Code Mode for MCP Servers
What is Code Mode?
When an MCP tool returns a large API response (e.g. listing 500 Kubernetes pods, 200 SCIM users, or thousands of GitHub issues), that entire payload enters the LLM's context window — consuming tokens and degrading performance.
Code mode flips the approach: instead of dumping raw data into context, the LLM writes a small processing script. The MCP server runs the script in a sandboxed runtime against the raw data, and only the script's stdout enters context.
This works especially well with well-known APIs (SCIM, Kubernetes, GitHub, Stripe, Slack, AWS, etc.) because the LLM already knows the response schema from training data — it can write the extraction script in one shot without inspecting the data.
Typical results: 65–99% context reduction.
Inspiration
How This Skill Works
This is an interactive planning skill. Work with the user step-by-step:
- Understand their MCP server (language, framework, what tools return large data)
- Select a sandbox that fits their server language and security needs
- Plan the implementation together
- Implement the code mode tool, sandbox executor, and benchmark
- Verify with benchmarks comparing before/after context sizes
Do not jump ahead. Confirm each step with the user before proceeding.

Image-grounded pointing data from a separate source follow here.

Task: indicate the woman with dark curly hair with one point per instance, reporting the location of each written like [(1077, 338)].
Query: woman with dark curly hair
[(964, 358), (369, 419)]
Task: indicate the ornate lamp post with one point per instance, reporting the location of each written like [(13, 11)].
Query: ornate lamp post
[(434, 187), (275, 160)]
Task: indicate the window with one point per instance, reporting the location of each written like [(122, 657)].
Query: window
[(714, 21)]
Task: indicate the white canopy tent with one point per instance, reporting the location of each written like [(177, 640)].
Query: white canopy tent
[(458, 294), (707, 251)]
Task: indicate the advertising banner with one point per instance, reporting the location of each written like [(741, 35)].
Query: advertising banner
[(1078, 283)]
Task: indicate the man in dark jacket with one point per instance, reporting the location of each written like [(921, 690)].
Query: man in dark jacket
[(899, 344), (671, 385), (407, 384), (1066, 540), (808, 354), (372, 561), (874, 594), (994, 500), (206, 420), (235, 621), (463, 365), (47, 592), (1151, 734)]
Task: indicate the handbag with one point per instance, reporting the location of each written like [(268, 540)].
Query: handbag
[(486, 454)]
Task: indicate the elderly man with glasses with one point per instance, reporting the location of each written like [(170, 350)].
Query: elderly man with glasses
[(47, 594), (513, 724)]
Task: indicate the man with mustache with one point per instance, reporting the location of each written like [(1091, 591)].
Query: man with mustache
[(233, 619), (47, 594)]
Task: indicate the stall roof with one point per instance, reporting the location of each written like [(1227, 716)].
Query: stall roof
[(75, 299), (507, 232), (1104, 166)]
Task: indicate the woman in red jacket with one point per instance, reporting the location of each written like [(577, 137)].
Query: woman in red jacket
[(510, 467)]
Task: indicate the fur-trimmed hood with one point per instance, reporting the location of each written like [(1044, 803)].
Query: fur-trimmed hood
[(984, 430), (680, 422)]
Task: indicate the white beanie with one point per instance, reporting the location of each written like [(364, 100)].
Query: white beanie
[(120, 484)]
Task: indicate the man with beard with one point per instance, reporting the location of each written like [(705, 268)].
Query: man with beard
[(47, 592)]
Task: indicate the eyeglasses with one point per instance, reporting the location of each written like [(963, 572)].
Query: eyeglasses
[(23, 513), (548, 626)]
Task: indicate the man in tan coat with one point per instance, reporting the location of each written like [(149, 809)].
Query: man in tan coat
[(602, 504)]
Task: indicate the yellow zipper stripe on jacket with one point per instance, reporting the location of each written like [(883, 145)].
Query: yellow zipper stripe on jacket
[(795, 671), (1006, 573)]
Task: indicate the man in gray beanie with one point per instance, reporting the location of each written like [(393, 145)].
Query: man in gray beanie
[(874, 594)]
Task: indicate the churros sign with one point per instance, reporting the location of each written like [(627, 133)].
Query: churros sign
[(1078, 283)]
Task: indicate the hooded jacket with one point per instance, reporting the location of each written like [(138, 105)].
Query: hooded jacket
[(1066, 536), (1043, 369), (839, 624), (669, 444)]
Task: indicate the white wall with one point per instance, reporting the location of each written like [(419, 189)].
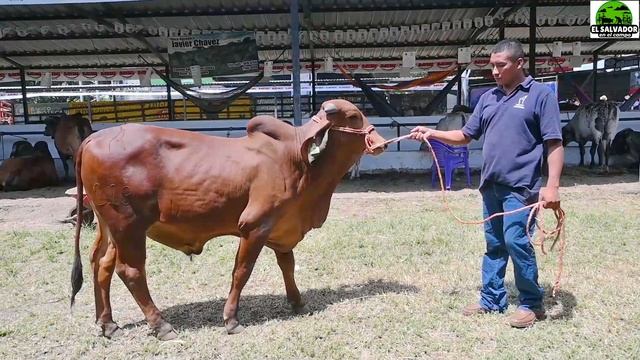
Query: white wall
[(408, 159)]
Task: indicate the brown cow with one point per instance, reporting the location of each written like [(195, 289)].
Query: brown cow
[(183, 189), (67, 132), (29, 172)]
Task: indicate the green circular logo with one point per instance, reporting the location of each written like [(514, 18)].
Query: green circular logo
[(614, 13)]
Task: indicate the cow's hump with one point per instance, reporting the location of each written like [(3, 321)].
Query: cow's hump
[(271, 127)]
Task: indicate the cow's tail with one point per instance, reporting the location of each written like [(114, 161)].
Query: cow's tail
[(76, 270)]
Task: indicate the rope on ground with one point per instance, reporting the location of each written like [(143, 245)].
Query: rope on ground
[(558, 233)]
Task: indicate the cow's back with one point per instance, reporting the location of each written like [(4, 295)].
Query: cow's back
[(188, 187)]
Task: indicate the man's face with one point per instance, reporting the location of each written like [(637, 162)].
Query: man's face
[(505, 69)]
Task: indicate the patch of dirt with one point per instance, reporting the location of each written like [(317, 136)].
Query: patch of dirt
[(35, 209)]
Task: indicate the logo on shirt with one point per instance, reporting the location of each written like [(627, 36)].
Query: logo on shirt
[(520, 104)]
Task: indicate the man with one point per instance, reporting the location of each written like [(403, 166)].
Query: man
[(516, 118)]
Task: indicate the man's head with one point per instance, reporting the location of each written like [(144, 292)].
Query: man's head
[(507, 62)]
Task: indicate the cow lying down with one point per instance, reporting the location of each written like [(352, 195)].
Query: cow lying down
[(183, 189), (28, 169)]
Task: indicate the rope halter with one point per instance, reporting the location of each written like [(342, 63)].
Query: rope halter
[(368, 142)]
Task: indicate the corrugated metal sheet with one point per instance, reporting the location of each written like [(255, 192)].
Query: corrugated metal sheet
[(353, 20)]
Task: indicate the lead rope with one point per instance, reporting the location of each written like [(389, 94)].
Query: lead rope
[(558, 232)]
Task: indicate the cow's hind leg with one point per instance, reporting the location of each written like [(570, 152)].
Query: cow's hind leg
[(65, 165), (287, 264), (103, 261), (130, 267), (592, 152)]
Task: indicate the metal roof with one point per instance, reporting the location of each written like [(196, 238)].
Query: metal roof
[(75, 35)]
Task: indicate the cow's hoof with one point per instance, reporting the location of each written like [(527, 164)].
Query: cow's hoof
[(111, 330), (233, 327), (300, 309), (165, 332)]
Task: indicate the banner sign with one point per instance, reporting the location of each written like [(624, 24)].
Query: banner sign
[(217, 54)]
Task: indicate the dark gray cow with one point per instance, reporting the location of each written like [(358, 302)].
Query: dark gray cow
[(596, 122), (21, 148), (625, 148)]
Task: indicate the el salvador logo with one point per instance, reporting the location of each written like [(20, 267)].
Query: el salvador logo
[(520, 104)]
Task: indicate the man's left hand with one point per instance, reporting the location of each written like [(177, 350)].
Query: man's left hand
[(550, 197)]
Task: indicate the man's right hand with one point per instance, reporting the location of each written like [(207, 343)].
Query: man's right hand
[(421, 133)]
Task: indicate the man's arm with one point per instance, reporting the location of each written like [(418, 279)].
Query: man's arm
[(555, 160), (453, 137)]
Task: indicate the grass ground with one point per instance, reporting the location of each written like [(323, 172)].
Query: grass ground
[(385, 277)]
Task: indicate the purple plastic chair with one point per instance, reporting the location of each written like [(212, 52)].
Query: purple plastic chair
[(449, 158)]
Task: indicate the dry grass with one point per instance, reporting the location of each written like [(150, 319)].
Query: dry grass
[(385, 278)]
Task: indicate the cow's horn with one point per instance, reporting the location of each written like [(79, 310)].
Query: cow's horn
[(330, 108)]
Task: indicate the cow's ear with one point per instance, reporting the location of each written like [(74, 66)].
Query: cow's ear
[(316, 136)]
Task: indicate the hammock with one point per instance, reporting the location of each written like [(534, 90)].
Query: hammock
[(211, 103)]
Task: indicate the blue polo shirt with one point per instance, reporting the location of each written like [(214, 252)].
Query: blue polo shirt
[(514, 127)]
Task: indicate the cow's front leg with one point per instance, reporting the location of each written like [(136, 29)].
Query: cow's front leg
[(287, 264), (248, 251), (130, 267)]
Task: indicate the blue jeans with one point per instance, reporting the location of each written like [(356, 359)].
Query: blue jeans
[(506, 237)]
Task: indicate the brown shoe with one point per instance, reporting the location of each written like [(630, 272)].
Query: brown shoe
[(524, 317), (474, 309)]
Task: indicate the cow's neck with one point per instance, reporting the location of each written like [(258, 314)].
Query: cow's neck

Step 1: Understand the Existing MCP Server
Ask the user (or discover by reading their codebase):
- Server language: TypeScript/JavaScript, Python, Go, Rust, or other?
- MCP framework: XMCP, FastMCP, mcp-go, custom, etc.?
- Which tools return large responses? (e.g. list users, get pods, search issues)
- What APIs do they call? Well-known APIs (SCIM, K8s, GitHub, Stripe) are ideal candidates because the LLM already knows the schema.
- What languages should the sandbox support for script execution? Usually JavaScript is sufficient. Python is a common second choice.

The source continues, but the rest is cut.